A lifeboat station was originally established in Courtown in 1865 when a station was opened at the request of local residents and a boathouse was constructed at a cost of £200. A new Peake class lifeboat Alfred and Ernest which was built in 1852, was placed on service. The station was closed in 1925 before the RNLI established an inshore lifeboat station in 1990 with the placing of a D class lifeboat for evaluation purposes. The old boathouse was later repurchased, and a new D class lifeboat was placed on service the following year.
A crowd of well-wishers turned up to see the lifeboat officially named with a bottle of champagne poured over the side of the boat before it launched at the end of the ceremony.
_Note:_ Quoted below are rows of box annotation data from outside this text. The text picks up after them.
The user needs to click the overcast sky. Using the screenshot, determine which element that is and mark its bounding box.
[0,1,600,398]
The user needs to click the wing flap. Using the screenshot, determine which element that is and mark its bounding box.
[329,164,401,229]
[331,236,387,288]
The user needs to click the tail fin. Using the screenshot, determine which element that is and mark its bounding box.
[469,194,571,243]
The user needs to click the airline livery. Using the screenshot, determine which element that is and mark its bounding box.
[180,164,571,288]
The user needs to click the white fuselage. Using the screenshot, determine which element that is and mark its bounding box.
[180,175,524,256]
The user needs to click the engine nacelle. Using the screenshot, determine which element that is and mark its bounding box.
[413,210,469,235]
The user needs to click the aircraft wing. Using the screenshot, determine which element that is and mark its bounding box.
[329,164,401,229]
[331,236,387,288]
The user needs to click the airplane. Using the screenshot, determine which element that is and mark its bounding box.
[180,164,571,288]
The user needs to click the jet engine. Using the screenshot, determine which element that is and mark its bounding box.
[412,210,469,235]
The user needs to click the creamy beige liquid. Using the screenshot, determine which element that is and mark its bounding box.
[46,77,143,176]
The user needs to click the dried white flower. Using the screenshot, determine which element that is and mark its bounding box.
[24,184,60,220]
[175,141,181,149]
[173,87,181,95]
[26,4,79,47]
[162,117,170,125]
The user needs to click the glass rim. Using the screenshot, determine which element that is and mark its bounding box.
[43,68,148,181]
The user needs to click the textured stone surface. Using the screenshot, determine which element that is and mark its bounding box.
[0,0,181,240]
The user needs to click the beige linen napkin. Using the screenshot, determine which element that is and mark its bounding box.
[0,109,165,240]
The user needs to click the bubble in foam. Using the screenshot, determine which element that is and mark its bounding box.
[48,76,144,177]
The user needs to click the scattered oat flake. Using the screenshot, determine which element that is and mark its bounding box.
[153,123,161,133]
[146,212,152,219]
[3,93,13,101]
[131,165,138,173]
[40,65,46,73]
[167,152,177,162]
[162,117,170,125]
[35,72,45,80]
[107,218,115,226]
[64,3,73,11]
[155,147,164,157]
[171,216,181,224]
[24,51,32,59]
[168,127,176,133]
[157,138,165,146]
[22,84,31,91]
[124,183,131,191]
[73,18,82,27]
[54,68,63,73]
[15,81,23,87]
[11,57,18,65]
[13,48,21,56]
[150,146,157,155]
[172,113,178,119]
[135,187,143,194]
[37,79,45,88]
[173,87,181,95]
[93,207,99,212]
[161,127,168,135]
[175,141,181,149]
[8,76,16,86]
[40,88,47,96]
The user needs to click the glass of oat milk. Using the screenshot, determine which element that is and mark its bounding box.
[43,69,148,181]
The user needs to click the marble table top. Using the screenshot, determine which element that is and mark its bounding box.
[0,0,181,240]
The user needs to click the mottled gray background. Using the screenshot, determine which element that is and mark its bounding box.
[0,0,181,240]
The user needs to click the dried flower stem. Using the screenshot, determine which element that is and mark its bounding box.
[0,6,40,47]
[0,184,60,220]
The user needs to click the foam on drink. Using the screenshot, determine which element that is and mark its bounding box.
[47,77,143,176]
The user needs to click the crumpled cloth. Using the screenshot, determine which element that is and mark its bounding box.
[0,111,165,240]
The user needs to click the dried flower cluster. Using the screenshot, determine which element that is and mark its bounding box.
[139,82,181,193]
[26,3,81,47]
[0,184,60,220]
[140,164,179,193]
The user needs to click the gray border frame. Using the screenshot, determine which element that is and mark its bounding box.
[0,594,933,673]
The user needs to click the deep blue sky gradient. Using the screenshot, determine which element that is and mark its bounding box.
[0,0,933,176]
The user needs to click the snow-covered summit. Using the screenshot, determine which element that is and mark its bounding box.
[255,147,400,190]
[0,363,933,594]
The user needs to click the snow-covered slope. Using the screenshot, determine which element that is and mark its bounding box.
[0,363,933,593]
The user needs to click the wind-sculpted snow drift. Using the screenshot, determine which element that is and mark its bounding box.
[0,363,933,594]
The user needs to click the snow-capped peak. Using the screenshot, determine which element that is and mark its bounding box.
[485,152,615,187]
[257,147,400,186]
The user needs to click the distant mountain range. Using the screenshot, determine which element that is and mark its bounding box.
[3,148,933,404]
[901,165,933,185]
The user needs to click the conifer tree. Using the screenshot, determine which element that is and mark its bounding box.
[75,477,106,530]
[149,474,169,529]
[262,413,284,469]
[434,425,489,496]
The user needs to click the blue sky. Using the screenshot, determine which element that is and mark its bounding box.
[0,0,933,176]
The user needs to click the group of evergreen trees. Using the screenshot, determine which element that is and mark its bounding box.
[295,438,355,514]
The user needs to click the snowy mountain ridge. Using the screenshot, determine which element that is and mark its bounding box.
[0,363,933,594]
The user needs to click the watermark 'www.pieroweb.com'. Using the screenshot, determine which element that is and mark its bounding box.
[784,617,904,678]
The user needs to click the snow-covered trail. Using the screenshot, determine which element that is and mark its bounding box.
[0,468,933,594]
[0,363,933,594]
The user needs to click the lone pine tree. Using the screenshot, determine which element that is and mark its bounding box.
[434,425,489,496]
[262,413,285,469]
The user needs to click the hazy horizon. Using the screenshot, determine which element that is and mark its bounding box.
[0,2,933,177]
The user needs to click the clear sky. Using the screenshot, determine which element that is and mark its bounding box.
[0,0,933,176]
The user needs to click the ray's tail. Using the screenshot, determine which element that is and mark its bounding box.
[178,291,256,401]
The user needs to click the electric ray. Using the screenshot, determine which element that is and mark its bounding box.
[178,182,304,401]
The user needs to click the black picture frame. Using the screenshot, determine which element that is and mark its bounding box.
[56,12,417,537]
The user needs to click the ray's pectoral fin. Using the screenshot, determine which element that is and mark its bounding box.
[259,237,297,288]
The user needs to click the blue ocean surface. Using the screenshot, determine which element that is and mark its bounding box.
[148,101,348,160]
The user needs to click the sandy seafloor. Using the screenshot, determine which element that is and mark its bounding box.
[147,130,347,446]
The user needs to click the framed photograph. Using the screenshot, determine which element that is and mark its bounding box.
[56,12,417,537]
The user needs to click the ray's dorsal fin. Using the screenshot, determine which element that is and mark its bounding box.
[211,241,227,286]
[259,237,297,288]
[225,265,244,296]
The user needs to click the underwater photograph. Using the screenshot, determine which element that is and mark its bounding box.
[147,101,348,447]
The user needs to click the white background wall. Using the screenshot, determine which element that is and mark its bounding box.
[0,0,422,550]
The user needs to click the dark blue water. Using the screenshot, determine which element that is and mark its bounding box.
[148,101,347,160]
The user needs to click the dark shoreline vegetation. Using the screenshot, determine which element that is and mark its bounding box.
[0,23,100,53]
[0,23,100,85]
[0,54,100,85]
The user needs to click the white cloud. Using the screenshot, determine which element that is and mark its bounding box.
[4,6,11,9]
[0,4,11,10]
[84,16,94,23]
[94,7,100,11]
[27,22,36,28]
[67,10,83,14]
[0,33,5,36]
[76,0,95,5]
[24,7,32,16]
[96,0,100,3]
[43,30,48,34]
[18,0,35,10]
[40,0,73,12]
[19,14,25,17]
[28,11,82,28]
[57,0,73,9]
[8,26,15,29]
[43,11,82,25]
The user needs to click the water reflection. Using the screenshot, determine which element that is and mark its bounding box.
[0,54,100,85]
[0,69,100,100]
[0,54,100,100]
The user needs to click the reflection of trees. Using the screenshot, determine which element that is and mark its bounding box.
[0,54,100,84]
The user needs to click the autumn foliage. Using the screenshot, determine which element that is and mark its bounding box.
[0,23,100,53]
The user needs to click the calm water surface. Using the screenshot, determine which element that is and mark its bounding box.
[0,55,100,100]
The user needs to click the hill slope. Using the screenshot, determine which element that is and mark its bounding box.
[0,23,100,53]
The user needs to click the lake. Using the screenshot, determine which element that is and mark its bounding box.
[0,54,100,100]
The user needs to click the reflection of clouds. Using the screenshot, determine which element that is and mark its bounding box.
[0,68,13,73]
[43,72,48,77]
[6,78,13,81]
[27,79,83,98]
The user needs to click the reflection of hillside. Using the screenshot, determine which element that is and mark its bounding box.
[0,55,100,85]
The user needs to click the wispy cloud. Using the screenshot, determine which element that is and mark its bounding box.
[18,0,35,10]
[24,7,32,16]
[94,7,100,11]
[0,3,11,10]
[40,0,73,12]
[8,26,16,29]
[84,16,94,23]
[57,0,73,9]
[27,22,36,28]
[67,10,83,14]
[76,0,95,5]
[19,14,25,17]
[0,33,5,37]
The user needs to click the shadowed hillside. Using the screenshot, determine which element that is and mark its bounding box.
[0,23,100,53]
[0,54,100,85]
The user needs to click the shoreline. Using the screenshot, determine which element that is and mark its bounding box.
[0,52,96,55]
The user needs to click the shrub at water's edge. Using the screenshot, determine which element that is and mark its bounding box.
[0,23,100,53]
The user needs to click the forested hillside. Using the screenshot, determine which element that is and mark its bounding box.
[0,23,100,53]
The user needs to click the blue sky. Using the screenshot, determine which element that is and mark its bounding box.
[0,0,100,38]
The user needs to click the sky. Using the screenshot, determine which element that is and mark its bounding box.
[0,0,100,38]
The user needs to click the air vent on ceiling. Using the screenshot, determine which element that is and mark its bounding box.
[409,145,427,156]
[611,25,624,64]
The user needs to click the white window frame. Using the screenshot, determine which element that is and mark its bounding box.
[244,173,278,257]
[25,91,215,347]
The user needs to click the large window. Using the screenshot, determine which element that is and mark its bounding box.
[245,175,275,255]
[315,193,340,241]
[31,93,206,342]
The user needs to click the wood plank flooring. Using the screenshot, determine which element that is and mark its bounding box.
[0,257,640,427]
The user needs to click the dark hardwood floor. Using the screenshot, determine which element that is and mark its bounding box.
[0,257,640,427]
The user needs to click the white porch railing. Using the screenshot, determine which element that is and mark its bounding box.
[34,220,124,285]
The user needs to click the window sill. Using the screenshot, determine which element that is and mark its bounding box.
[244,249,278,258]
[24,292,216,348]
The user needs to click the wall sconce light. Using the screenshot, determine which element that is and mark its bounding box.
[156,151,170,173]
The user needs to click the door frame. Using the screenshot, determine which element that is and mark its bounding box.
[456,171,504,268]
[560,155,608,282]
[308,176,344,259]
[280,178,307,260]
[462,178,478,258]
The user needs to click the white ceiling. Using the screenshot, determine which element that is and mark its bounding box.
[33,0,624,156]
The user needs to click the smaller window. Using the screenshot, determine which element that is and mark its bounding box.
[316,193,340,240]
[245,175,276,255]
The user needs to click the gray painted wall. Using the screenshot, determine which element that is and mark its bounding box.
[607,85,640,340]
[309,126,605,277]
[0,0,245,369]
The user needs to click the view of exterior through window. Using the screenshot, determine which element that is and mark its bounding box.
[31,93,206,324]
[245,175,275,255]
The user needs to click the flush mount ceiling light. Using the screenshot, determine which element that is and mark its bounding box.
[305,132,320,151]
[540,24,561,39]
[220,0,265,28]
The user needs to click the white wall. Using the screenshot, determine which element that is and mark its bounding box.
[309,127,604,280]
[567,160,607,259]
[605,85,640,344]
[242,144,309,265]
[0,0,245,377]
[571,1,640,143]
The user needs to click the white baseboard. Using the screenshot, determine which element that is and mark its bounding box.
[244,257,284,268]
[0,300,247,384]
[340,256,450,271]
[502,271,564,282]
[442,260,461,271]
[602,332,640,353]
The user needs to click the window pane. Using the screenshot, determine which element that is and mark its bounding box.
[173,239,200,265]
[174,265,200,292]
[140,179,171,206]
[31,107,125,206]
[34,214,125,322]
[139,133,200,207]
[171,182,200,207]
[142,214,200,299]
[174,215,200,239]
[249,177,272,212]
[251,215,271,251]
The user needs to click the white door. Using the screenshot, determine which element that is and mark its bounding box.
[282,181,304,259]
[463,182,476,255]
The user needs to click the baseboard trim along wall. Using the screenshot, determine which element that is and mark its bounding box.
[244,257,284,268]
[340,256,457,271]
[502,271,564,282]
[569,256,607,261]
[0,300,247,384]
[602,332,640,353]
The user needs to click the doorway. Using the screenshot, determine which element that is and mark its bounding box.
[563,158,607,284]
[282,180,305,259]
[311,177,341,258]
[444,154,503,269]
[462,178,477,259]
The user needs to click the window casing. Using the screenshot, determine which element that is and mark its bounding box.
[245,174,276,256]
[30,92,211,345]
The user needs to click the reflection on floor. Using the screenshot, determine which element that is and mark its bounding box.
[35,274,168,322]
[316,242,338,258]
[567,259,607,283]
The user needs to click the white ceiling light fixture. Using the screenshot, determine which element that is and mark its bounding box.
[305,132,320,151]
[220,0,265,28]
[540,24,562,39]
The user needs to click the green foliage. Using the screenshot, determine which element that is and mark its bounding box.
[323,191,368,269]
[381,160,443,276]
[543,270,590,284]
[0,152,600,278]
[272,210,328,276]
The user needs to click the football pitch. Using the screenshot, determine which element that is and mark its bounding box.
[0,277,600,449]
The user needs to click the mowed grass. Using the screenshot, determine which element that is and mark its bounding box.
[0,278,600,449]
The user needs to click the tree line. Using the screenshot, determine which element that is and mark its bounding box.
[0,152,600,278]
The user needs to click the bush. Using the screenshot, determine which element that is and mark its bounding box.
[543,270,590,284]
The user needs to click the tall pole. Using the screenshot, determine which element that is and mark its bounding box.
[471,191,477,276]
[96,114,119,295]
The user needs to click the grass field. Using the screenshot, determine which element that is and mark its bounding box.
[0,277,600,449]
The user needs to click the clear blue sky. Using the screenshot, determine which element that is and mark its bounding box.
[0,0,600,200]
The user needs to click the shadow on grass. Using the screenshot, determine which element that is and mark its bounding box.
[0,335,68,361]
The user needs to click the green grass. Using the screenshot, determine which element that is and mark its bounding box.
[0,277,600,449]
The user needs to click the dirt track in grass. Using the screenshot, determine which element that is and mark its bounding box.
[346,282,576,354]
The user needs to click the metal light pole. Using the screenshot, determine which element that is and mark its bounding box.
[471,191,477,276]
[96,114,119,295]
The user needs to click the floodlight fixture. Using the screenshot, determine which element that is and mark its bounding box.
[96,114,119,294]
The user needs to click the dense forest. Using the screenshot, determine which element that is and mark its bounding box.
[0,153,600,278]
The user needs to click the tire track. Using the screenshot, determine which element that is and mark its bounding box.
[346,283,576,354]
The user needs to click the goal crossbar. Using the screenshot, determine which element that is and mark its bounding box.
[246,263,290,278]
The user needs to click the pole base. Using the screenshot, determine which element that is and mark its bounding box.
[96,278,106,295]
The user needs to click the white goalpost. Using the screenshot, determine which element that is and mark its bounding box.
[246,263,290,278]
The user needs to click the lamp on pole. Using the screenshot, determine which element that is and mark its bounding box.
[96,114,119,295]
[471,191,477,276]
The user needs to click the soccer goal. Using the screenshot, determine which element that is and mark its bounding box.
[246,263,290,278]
Among the guests on the platform party were Mark Chambers, Courtown RNLI Deputy Launching Authority, who welcomed guests and opened proceedings, Martin and Liz Bandey, close friends of Frank and Kathleen who handed over and named the lifeboat, Anna Classon, RNLI Head of Region for Ireland, who accepted the lifeboat on behalf of the RNLI and handed it over into the care of Courtown Lifeboat Station, Sam Kennedy, Courtown RNLI Lifeboat Operations Manager, and Courtown RNLI Helm Yvette Deacon who gave a vote of thanks and closed proceedings.
Key facts about the RNLI
The RNLI charity saves lives at sea. Its volunteers provide a 24-hour search and rescue service around the United Kingdom and Republic of Ireland coasts. The RNLI operates 238 lifeboat stations in the UK and Ireland and more than 240 lifeguard units on beaches around the UK and Channel Islands. The RNLI is independent of Coastguard and government and depends on voluntary donations and legacies to maintain its rescue service. Since the RNLI was founded in 1824, its lifeboat crews and lifeguards have saved over 142,700 lives.